As we made the final left turn into my driveway, I sighed a breath of relief. The traffic on the Merritt Parkway had reached its peak — bottlenecks, bumper-to-bumper congestion and a sea of dull red brake lights rose and fell as what seemed like all of New England made its southbound Thanksgiving migration.

As I approached my front door, I was greeted by a bulky real estate lock box hanging from the handle. I turned to the front yard where, surely enough, a Coldwell Banker sign was posted.

Shortly before I arrived home, my parents told me that we were putting our house on the market. “Why?” I asked them. We had lived there for so long, I didn’t want to move out of my hometown, it has everything we need — all of which I would argue to them. My parents later explained to me the difficulty in maneuvering Yale’s financial aid formula. “We didn’t know it at the time, but Yale weights the value of your house more than nearly all of its peer institutions when they calculate your aid,” they said.

Valuing home equity to the extent that Yale does disqualifies many prospective Yalies from getting aid that they would otherwise receive at peer universities. Yale should join its peers. Yale should discount home equity when determining financial aid.

While most financial aid calculations are hyperdetailed, the basic function of the aid formula is to consider a family’s income. And after factoring in the parents’ dependents, taxable income sources, investments and a load of other financial minutiae, it calculates an expected family contribution given the family’s financial capabilities.

When applying for financial aid, most schools couldn’t care less about the value of your home. But, for roughly 260 (mostly elite private) universities, students must also submit a separate financial aid application — the CSS profile — that asks about, among other things, families’ home equities.

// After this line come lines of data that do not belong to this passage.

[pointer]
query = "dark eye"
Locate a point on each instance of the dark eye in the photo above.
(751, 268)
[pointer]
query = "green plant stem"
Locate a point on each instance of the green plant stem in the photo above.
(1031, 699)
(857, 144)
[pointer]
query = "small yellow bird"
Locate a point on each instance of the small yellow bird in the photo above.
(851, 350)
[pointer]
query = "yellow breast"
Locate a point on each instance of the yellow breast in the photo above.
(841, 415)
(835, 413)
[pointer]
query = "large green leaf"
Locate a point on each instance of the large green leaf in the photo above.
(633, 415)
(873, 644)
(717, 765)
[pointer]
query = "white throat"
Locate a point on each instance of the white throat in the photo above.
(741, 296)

Each of the nearly 260 schools will take a given family’s home equity and count a percentage of it as income for that family. Thus, the greater the value of a family’s house, the less likely that family is to receive aid for schools that take into account home equity in financial aid calculations.

Consider our friends in Cambridge. Since their university doesn’t take into account the value of one’s home when calculating financial aid packages, our chums up north don’t have this problem when applying for aid like we do.

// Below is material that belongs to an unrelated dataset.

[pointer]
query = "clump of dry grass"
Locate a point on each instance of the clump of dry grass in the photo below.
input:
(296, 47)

Our buddies in Boston aren’t the exception. Princeton also discounts home equity in assessing financial aid; Caltech, too. Yale has the second-largest university endowment in the world. Surely if Princeton and Caltech can afford to discount home equity, Yale can, too.

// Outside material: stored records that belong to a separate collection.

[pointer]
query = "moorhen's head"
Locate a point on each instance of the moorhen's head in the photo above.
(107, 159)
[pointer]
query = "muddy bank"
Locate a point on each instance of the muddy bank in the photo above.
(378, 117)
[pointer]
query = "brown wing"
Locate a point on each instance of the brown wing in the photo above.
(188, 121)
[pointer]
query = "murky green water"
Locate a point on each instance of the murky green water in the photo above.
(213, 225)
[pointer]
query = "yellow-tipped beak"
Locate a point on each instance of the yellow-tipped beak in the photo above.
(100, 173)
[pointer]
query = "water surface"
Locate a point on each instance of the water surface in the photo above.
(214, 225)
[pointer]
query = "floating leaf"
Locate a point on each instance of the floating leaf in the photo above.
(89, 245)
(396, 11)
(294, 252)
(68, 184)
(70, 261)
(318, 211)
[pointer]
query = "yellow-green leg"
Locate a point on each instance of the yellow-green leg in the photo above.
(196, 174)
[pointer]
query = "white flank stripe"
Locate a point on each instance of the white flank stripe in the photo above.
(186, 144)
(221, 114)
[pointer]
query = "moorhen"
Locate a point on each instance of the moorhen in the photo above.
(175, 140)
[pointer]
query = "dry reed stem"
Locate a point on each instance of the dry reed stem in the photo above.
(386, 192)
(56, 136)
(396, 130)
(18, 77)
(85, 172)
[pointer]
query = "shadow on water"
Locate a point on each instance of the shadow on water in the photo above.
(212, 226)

I want to be very clear: My intent is not to slander Yale’s financial aid policy. On the contrary, more than half of Yale’s students receive need-based financial aid, and for many of those students, Yale’s aid is the reason they can afford their education. But we would be kidding ourselves if we were to say that Yale’s financial aid methodology is as generous as can be.

The fact of the matter is that Yale could be doing more. Doing away with home equity when calculating students’ financial aid would make Yale more affordable for hundreds of more families than it currently is. We ought to embrace any such change with open arms.

And if Yale is reluctant to renege on home equity altogether, it can at least settle on weighing it less than it does now. Cornell, Dartmouth, Duke, Stanford, Columbia and the University of Chicago all take home equity into account, but they do at nearly half the level that Yale does. For this very reason, several of my friends and peers who were accepted to Yale with no aid applied to a slew of other competitive schools with better aid policies, and then returned to Yale, asking them to match those packages. This labyrinthine policy is inefficient, stress inducing and unsound.

Back home, when my parents broke the news to me, I had a lot of trouble realizing that my attachment to my house simply could not coexist with the intractable financial realities that constrain us — realities that, since coming to Yale, have made staying in our house infeasible. I haven’t completely reckoned with the fact that I soon won’t be living in my hometown anymore.

Nevertheless, let’s call for Yale to be as financially accessible as its peer institutions — a change for which I’m sure we would all be grateful.